Curses and uninspired writing aside, the movies is visually fun, and I think that is all the filmmaker set out to accomplish here since the movie makes no attempts to be original, to create compelling characters, a compelling atmosphere, or an interesting story line. Instead, the audience is given a laser light show of dismembered limbs, decapitations, disembowelments, and a climatic werewolf on werewolf battle ala Underworld. It’s fun to watch, but it sure as shit ain’t Shakespeare.
The saving grace is Hugo Weaving who portrays an aloof Scotland Yard inspector named Abberline whose presence on the screen is missed the second he leaves it. Weaving unleashes his usual smug delivery of mundane lines, just dragging out syllables, in ways only he can and brings the Abberline character to life in another wise lifeless cast of dull characters. If you need further proof then check out how epic he looks fighting the werewolf below…

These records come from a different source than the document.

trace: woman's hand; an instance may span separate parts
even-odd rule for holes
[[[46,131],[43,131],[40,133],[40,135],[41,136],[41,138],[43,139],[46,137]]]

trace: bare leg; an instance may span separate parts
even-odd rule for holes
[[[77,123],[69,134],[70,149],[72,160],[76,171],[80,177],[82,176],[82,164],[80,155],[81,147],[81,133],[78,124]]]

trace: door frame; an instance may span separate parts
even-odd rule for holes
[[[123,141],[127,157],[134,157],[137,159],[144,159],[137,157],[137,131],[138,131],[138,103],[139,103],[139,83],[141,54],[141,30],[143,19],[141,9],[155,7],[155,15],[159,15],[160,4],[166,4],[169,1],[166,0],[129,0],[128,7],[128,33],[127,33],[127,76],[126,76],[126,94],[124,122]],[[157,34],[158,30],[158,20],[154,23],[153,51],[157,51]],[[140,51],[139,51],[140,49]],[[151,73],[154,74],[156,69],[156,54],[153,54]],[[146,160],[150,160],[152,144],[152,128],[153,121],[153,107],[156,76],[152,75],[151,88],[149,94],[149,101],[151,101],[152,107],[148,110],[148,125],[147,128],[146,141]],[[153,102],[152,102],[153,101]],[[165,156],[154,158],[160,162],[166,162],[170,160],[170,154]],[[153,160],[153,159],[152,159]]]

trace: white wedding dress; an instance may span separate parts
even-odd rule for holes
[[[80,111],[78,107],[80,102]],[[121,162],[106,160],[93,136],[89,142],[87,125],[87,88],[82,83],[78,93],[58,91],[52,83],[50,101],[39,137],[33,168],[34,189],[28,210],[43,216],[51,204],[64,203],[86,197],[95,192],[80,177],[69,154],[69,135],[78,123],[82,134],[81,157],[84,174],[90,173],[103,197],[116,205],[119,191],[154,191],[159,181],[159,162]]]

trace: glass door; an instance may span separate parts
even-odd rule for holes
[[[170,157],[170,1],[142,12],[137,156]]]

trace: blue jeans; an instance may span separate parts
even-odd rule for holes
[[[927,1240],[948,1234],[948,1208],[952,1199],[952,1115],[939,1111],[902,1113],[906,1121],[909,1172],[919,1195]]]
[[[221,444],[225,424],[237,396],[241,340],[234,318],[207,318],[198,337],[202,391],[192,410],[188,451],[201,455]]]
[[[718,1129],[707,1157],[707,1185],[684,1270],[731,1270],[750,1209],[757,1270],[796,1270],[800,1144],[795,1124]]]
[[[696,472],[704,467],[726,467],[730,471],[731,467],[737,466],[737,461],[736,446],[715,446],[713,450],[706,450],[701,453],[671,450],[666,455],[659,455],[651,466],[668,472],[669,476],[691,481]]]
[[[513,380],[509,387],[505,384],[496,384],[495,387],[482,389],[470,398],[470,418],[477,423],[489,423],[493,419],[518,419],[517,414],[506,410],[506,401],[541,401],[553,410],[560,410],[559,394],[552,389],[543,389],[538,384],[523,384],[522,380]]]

Maybe not, but Weaving performance is still the only reason to see this film, unless you’re a die hard werewolf fan that wants to see a lot of cool CGI slayings. Don’t show up looking for substance, because it just isn’t here.
Somewhere in the distance I think I hear Lon Chaney Jr. howling at the moon…mournfully.







#1 by Greg on February 13th, 2010
Wasn’t a big fan of this movie either and did find it a tad boring, but there were still some aspects of the film I really did enjoy. The hallucinations scenes are the first thing that pops up to mind which I felt they were all perfectly done. Unfortunately, besides that there wasn’t too much I could overall back up to fully recommend to people. I did appreciate the scene of Gwen running through the forest near the end as a nod of the original.
I wrote more for my review here…
http://gregae.blogspot.com/2010/02/oh-horror-46-wolfman.html
#2 by DLR on February 16th, 2010
The screenshot of Hugo Weaving fighting the ‘werewolf’ in this posting is probably more awesome than the movie.
#3 by The Zed Word on February 23rd, 2010
What a disappointment. The best thing about the original Wolf Man was that Larry Talbot was such an oafishly likable guy in all his Americanisms, but he’s thrust into the world of gothic forests and mystic gypsies. He’s so likable that his transformation into the beast is all the more shocking.
Benico Del Toro just wasn’t there in this movie. You could call his performance acting only if he was trying to act like a black hole and suck all the life out of every scene he was in.